Lojas Insinuante, City Lar, Eletro Shopping, Clique Eletro e Salfer são outras marcas que, com o passar dos anos, foram devoradas pela Máquina de Vendas. Aos poucos as bandeiras deram lugar àquela que leva o nome do fundador. Em 2011, ficou entre as cinco maiores varejistas do país, segundo o Ibevar (Instituto Brasileiro de Executivos de Varejo e Mercado).

Mas os problemas começaram a aparecer em 2018. Naquele ano, a Máquina de Vendas viu seu faturamento cair à metade do que registrava no auge.

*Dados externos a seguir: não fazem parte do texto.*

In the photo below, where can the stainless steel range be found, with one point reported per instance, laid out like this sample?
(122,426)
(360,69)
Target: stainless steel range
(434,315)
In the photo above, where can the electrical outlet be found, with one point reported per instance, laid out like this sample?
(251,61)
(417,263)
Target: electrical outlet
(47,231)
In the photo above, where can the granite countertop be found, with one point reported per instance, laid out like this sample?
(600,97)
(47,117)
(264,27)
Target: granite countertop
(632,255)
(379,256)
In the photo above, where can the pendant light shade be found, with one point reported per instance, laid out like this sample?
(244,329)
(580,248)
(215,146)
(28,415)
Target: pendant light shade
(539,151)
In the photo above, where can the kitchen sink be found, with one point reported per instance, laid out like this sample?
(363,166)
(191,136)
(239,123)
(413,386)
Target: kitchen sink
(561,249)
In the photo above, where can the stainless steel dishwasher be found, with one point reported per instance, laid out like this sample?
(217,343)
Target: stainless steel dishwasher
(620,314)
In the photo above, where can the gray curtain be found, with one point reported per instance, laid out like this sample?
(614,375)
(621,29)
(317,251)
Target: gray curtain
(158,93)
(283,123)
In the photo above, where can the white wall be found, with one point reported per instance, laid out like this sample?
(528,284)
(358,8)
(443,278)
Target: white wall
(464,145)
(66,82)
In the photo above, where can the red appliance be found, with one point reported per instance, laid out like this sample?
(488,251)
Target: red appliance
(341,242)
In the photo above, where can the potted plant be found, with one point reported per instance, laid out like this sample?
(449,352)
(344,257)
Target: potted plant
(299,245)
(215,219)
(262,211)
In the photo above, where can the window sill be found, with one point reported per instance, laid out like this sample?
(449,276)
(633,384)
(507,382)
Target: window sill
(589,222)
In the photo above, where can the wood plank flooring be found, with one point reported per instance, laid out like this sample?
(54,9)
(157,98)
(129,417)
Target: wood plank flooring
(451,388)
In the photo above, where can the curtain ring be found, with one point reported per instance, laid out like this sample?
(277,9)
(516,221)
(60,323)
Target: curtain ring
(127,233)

As fusões não deram o resultado esperado no longo prazo e desde 2014 a companhia registrava prejuízos. De 2015 a 2018, foram fechadas mais de 600 lojas, mas as contas ainda não fechavam.

Com dívidas na casa dos R$ 2,5 bilhões, em 2019 a empresa entrou em recuperação extrajudicial, renegociando dívidas com credores sem envolver a Justiça. O plano não deu certo e as dívidas só aumentaram.

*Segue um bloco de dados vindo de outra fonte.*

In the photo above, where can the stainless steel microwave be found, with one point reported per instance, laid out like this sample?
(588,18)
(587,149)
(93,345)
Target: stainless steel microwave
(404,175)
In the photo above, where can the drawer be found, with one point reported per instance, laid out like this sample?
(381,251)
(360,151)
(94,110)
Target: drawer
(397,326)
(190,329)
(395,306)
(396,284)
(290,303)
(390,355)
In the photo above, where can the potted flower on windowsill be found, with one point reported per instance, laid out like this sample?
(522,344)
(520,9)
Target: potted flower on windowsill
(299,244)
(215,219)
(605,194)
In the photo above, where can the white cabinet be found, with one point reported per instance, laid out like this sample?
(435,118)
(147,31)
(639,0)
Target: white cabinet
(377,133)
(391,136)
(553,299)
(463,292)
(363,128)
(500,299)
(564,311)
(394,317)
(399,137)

Em julho de 2020, Ricardo Nunes foi preso no âmbito de uma operação de combate à sonegação fiscal e lavagem de dinheiro em Minas Gerais. O empresário, que já não tem mais ligação com a Máquina de Vendas ou com a Ricardo Eletro, é acusado de sonegar R$ 400 milhões em impostos durante cinco anos, quando ainda trabalhava com a varejista.

De acordo com o Ministério Público, a rede de varejo cobrava o valor correspondente aos impostos estaduais e federais no preço dos produtos, mas não fazia o repasse às autoridades responsáveis. Em nota, a Ricardo Eletro reafirma que a investigação não atinge a administração atual.

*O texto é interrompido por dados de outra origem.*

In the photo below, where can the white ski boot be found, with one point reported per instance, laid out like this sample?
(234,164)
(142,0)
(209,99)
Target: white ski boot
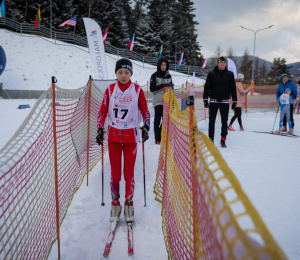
(115,211)
(280,131)
(129,211)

Se afastar de Ricardo Nunes não foi suficiente para uma empresa que, como todo o setor de comércio, já sofre há meses com os impactos econômicos da covid-19. Em entrevista à Exame, o presidente da Ricardo Eletro, Pedro Bianchi, confirmou que a pandemia foi a “causa final” para o pedido de recuperação judicial registrado nesta semana.

Segundo dados da Máquina de Vendas, o faturamento chegou a cair mais de 92% nos últimos meses. Sem uma estratégia sólida de vendas por canais digitais como os concorrentes maiores, Casas Bahia e Magazine Luíza, por exemplo, agora a empresa aposta todas as suas fichas no WhatsApp.

“Com a pandemia, as pessoas passaram a comprar muito pelo WhatsApp. É um caminho sem volta”, disse Ana Garini, vice-presidente de transformação digital da Máquina de Vendas, à Exame.

Os maiores credores da varejista são os bancos Bradesco, Itaú e Santander, a fornecedora Whirpool (das marcas Brastemp e Consul), o fisco – que ainda cobra os impostos sonegados pela administração de Ricardo Nunes – e a gestora de fundos Starboard.

A empresa diz que tem dinheiro para pagar a rescisão dos demitidos – cerca de R$ 125 milhões –, mas admite que vai precisar pechinchar à Justiça para conseguir os maiores descontos possíveis na negociação com credores.